So I’ve been thinking about something lately, I’m now a 34-year-old married woman with my first child. I pay my bills on time, do a weekly supermarket shop and wear face moisturiser which pretty much makes me a fully fledged grown up, right?
I know myself well now, I’m more confident in myself and my choices than ever before. I don’t let people get away with treating me poorly, something I sort of swept under the rug when I was younger.
All of the knowledge and confidence I have now is something that would have come in really handy when I was dating men in my 20’s. Instead, I made more bad choices than I care to admit and I put up with things that ‘grown up 34-year-old me’ would never stand for!
If I had the wisdom and knowledge then that I have now, navigating through my dating days would have been much more pleasant. If only the now-me could go back in time to the dating me in my 20’s and show her how it’s done!
Below are some little bits of dating advice I wish I’d had known back then! If you are on the dating scene now I hope you get a little something from them to minimise the pain and awakwardness I endured.
– Do NOT drink too much. I don’t know if it’s the nerves or the fact that I thought I was more fun with a few bevvies under my belt that made me guzzle endless glasses of champagne on dates.

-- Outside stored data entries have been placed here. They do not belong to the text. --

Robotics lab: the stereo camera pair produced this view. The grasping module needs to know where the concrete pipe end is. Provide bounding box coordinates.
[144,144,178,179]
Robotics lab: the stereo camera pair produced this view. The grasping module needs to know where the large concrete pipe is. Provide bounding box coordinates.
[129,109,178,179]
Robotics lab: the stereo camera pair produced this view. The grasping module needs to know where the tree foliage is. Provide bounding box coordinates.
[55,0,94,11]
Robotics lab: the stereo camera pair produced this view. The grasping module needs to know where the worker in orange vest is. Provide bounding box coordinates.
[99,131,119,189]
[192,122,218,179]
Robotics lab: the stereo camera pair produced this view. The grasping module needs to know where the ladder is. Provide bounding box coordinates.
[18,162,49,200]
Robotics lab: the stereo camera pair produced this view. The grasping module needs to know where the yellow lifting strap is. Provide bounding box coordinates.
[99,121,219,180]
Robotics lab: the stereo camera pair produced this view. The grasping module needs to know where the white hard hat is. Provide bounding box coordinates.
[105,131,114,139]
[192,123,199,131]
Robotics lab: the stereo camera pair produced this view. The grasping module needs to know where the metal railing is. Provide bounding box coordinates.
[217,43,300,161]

But the golden rule is to follow Patti Stringer advice (millionaire matchmaker) and stick to a two drink maximum.
– Do NOT under value yourself. You are fun. Sometimes funny even. If the gent doesn’t think so, that’s fine, see you later!
– Do NOT booty call. Ever. As tempting as it is at 3am after 42 margaritas it is never really a great idea. Not many deep and meaningful relationships result from the drunken dial.

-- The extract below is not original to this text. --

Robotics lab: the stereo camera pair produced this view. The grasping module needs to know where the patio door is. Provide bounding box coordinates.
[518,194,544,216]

– Do NOT waste time wondering. I spent a lot of time trying to figure out if the guy I was dating was into me. I spent unmentionable amounts of time dissecting simple texts and gazing at my mobile wishing it to ring. The bottom line is that if he is in to you, he will call.

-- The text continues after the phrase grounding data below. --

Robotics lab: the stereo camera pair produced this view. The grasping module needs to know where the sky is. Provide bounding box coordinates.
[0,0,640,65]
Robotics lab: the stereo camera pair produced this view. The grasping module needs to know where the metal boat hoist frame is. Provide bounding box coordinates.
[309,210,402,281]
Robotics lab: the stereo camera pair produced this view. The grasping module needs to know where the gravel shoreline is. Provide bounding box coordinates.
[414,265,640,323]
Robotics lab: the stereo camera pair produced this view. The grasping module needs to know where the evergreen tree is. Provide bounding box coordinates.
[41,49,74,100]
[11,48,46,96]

– Pay attention to the red flags. It can be easy to dismiss little things like him going awol for weeks on end, but these are signs to run like hell.
– Someone not liking you doesn’t mean there is anything wrong with you. It’s all about timing.
– I am a feminist BUT if a guy asks you out on a first date and doesn’t pay, he’s a douche. Move on and quickly.
If you’re in your 20’s and anything like I was you will probably ignore all of these rules. But don’t say I didn’t try!
What do you wish you could do differently?